Yarm’s book works so well because it’s an oral history, not a narrative one. Unfortunately, you have to hear the name Candlebox a few times in the process, but that’s worth the price of admission. L7’s singer Donita Sparks brought Cat Butt guitarist James Burdyshaw to a drugstore to buy him Depends because he had such bad stomach flu on their Swapping Fluids Across America Tour.ĭwarves bassist Salt Peter found a can of spray paint in the Sub Pop office and wrote on the floor YOU OWE DWARVES $.
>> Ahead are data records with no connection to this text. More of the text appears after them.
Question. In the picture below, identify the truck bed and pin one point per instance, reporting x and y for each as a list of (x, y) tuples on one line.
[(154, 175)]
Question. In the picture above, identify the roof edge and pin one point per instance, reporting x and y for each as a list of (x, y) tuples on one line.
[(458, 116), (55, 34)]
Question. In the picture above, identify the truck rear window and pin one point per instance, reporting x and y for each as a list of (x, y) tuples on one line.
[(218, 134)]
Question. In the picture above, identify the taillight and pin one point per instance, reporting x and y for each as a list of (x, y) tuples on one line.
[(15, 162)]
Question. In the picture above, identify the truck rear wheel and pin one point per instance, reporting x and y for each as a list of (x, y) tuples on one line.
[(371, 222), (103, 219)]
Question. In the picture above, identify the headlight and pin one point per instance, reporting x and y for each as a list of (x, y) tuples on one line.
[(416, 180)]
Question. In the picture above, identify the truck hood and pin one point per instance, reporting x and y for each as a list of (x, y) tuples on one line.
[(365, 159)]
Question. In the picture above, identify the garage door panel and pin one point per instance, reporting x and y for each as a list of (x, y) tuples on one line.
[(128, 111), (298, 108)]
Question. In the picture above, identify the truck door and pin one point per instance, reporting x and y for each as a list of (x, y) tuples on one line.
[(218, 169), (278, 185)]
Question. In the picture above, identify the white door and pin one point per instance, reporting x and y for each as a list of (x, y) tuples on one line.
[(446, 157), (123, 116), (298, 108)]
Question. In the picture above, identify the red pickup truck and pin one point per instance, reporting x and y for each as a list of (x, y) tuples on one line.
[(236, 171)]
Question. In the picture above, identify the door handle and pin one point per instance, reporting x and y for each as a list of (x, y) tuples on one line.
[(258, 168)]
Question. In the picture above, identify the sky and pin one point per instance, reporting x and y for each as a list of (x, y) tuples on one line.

everybody loves our town an oral history of grunge everybody loves our town an oral history of grunge

Soundgarden’s final bassist, Ben Shepard, toured with Nirvana as their second guitarist but never played, only sold merch and loaded equipment, because the band wasn’t playing the future Nevermind material he’d learned.įaced with two interesting seven-inches, Courtney Love bought Cat Butt’s single over Nirvana’s “Love Buzz” because she didn’t like the Harley-Davidson shirt Cobain wore on the record sleeve. For fans of these innovative bands, this book is the bar conversation that you’ve always dreamed of being a part of. Yarm gives us Sub Pop chapters, Mudhoney chapters, a Malfunktion chapter too, though the book proceeds chronologically from the pre-grunge band U-Men and covers everyone from Soundgarden to The Melvins to The Gits. The author took the book’s title from a line in Mudhoney’s song “Overblown,” featured on the soundtrack to Cameron Crowe’s pre-global-feeding-frenzy movie Singles. Published to coincide with the 20th anniversary of Nirvana’s Nevermind and Pearl Jam’s debut Ten-two albums that forever changed rock music (and Seattle)-this definitive book on Seattle’s late-’80s/early-’90s musical landscape contains more than 250 interviews Yarm conducted. You only need to appreciate tales of talent, ambition and youthful indiscretion to enjoy this wonderful book. Want to know how someone chainsawed a hole in the wall of a punk club during a show to satisfy the fire department’s complaint that there weren’t enough fire exits? How U-Men played Bumbershoot and threw a lit broom into a stage-side pond filled with lighter fluid, shooting a fireball 20 feet in the air? Forget the marketing terminology and media oversaturation we’ve grown to associate with ’90s Seattle. Even if the term grunge makes you cringe as much as it does me and most of the musicians in this book, and even if you haven’t listened to Nirvana’s Bleach or Soundgarden’s Screaming Life in years, you’ll love Mark Yarm’s 550-plus pages of good rock-’n’-roll storytelling.